Her breath heavy, she said, "Would you like to kiss them?"

I didn't say anything. I was a little bit afraid. Mr. Ti had gotten very angry over those drawings of private parts. Maybe it was wrong to look at them.

Ho had already opened her blouse and unfastened her brassiere. Her creamy white, translucent breasts tumbled out like a pair of peaches. Cool and as swollen as spring silkworms about to spin their cocoons, they looked like they would burst if you touched them.

"Kiss them, Niuniu."

I took her nipples into my mouth and began to suck them just as I had done when I took my mother's milk as a baby.

After a while, her breathing became agitated. I looked up and saw that her eyes were tightly closed and one of her hands was pressed tremblingly between her legs.

Frightened, I said, "Are you all right?"

Silent, she drew me down to her again.

We continued as before. Every now and then it seemed like she was about to say something, or she moaned in a peculiar way. I left only when Mother called me home for supper.

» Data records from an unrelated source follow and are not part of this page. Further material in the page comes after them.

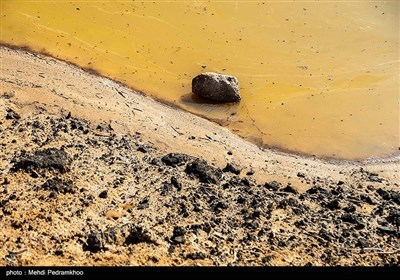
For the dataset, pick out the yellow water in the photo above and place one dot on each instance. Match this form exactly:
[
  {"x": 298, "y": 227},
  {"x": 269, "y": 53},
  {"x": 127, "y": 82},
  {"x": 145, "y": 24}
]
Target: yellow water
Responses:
[{"x": 316, "y": 77}]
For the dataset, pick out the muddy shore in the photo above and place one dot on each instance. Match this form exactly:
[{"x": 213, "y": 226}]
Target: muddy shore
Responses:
[{"x": 93, "y": 173}]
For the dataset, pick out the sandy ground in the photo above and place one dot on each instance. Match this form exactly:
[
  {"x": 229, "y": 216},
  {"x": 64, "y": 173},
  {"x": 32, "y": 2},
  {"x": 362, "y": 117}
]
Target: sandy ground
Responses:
[{"x": 87, "y": 178}]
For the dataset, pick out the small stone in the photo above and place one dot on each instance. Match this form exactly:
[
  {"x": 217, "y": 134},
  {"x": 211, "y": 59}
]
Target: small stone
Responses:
[
  {"x": 112, "y": 214},
  {"x": 233, "y": 168},
  {"x": 273, "y": 186},
  {"x": 12, "y": 115},
  {"x": 175, "y": 159},
  {"x": 216, "y": 87},
  {"x": 103, "y": 194},
  {"x": 290, "y": 189},
  {"x": 94, "y": 242}
]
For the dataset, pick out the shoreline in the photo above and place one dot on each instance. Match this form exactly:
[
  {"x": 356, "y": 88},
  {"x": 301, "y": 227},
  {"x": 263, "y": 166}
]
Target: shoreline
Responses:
[{"x": 371, "y": 160}]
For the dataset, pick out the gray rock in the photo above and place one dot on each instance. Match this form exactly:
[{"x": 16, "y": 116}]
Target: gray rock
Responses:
[{"x": 216, "y": 87}]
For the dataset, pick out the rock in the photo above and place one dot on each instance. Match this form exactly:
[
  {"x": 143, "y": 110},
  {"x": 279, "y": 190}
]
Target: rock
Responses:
[
  {"x": 59, "y": 185},
  {"x": 290, "y": 189},
  {"x": 103, "y": 194},
  {"x": 46, "y": 159},
  {"x": 233, "y": 168},
  {"x": 178, "y": 236},
  {"x": 12, "y": 115},
  {"x": 176, "y": 183},
  {"x": 196, "y": 256},
  {"x": 273, "y": 186},
  {"x": 333, "y": 205},
  {"x": 139, "y": 234},
  {"x": 387, "y": 230},
  {"x": 144, "y": 203},
  {"x": 216, "y": 87},
  {"x": 94, "y": 242},
  {"x": 366, "y": 198},
  {"x": 349, "y": 218},
  {"x": 204, "y": 172},
  {"x": 112, "y": 214},
  {"x": 301, "y": 175},
  {"x": 175, "y": 159}
]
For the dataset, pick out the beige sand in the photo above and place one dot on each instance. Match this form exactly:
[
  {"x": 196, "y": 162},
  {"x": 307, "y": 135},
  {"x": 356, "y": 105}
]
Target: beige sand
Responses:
[{"x": 40, "y": 88}]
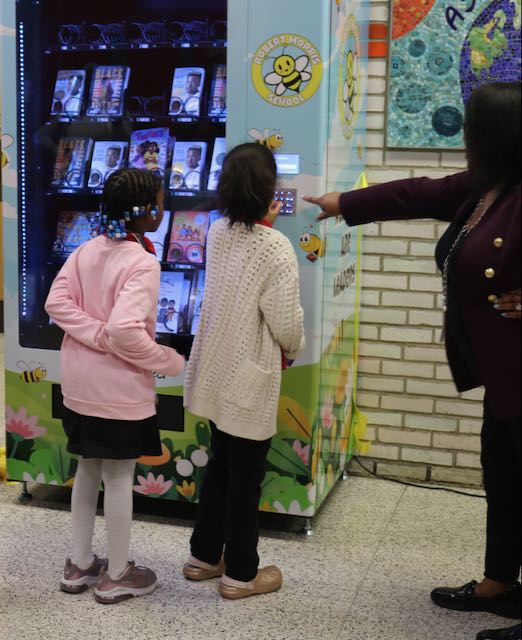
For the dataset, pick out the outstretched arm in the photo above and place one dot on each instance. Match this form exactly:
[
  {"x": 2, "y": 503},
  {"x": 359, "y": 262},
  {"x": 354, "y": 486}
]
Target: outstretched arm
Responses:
[{"x": 415, "y": 198}]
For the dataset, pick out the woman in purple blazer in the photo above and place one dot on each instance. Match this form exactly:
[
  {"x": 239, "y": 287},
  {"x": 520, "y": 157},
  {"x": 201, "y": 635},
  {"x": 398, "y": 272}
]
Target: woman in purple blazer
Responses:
[{"x": 480, "y": 259}]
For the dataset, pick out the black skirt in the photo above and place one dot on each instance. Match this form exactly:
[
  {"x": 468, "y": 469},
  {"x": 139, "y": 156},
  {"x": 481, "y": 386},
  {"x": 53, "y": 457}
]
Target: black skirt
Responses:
[{"x": 92, "y": 437}]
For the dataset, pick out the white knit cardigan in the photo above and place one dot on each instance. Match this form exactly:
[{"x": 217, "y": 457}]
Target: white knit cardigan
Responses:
[{"x": 251, "y": 311}]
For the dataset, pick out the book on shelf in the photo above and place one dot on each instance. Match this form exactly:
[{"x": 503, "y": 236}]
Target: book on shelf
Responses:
[
  {"x": 188, "y": 165},
  {"x": 174, "y": 302},
  {"x": 149, "y": 150},
  {"x": 107, "y": 95},
  {"x": 107, "y": 157},
  {"x": 216, "y": 165},
  {"x": 218, "y": 92},
  {"x": 188, "y": 237},
  {"x": 159, "y": 237},
  {"x": 71, "y": 162},
  {"x": 187, "y": 91},
  {"x": 74, "y": 229},
  {"x": 68, "y": 93}
]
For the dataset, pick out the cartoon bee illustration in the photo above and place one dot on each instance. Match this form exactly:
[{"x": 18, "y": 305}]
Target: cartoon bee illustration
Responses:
[
  {"x": 32, "y": 372},
  {"x": 312, "y": 244},
  {"x": 272, "y": 140},
  {"x": 289, "y": 73},
  {"x": 6, "y": 142},
  {"x": 350, "y": 89}
]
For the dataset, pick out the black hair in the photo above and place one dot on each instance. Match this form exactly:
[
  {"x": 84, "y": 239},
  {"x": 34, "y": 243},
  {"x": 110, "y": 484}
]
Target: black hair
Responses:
[
  {"x": 492, "y": 132},
  {"x": 247, "y": 184},
  {"x": 128, "y": 188}
]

My memory of past events is like a sieve that retains only those things I want to remember – those old-fashioned, melancholy songs that seemed to float from afar through the dusky evenings of the rainy season, and dim images of Ho in the fading light of her room. These things are imprinted in my mind forever.

6 A Stranger To Myself…

Time is an artist. I am a stone rubbing: the lineaments of a range of peaks, of the caves of a grotto. Before I came into this world, the picture was already complete. As I slowly proceed along the watercourse of this segment of time, I discover my place in it. I see that the picture itself is a piece of history, a depiction of the life of all women.

Summertime, with its long, long days, is my favorite season. It is not like winter, with the skies darkening so early in the day and the wind wailing outside the windows, filling your mind with all kinds of frightening tales.

Though the summer heat was scorching, it was shady and pleasant in the house. But the main thing was that for the whole summer season I didn't have to wear anything but a cotton top and a short skirt. My arms (the Misses Don't) and my legs (the Misses Do) were bare, so I had lots of chances to talk with them.

I discovered that they grew very quickly in summer, especially over the long summer holidays. When I awakened from my long afternoon nap each day, I could see that my languid, lazy misses Do and Don't, which looked like the long, slithery cold noodles we often ate in summer, had again grown a bit. I didn't like being in the sun because it made me feel dizzy, so whenever I was out, I would try to keep in the shade. As a result, my misses Do and Don't were pale as coral, with a winding tracery of blue veins under their translucent skin that made me think of the rivers marked on the big map of China on the back of our door. Every day after my afternoon nap I would have a long conversation with my misses Don't and Do.

Mother said that when summer came I grew as fast as the nettles in our courtyard.

Thus, with the passage of several summers, I was almost as tall as my mother.

The Wanjiao Primary School I attended had become an integrated ten-year primary and middle school, called the Wanjiao Key School. Entering this middle school, I remained one of Mr. Ti's students.

After the incident with the nude pictures, Mr. Ti remained hostile toward me, finding fault with me and rebuking me at every turn. As I grew taller, Mr. Ti was getting shorter, in my eyes, but his arrogance toward me was becoming more and more pronounced.

I could see that a number of my female classmates who had formed a circle around Mr. Ti were completely infatuated with him. Their eyes glued to him, they sat straight as pencils through his language and literature classes. After class they crowded around him with invented questions. They even imitated the way he tossed his hair, and would use pieces of chalk to mimic the way he flicked his cigarette butts out the window. Because I knew he didn't like me, naturally I kept as far away from him as possible.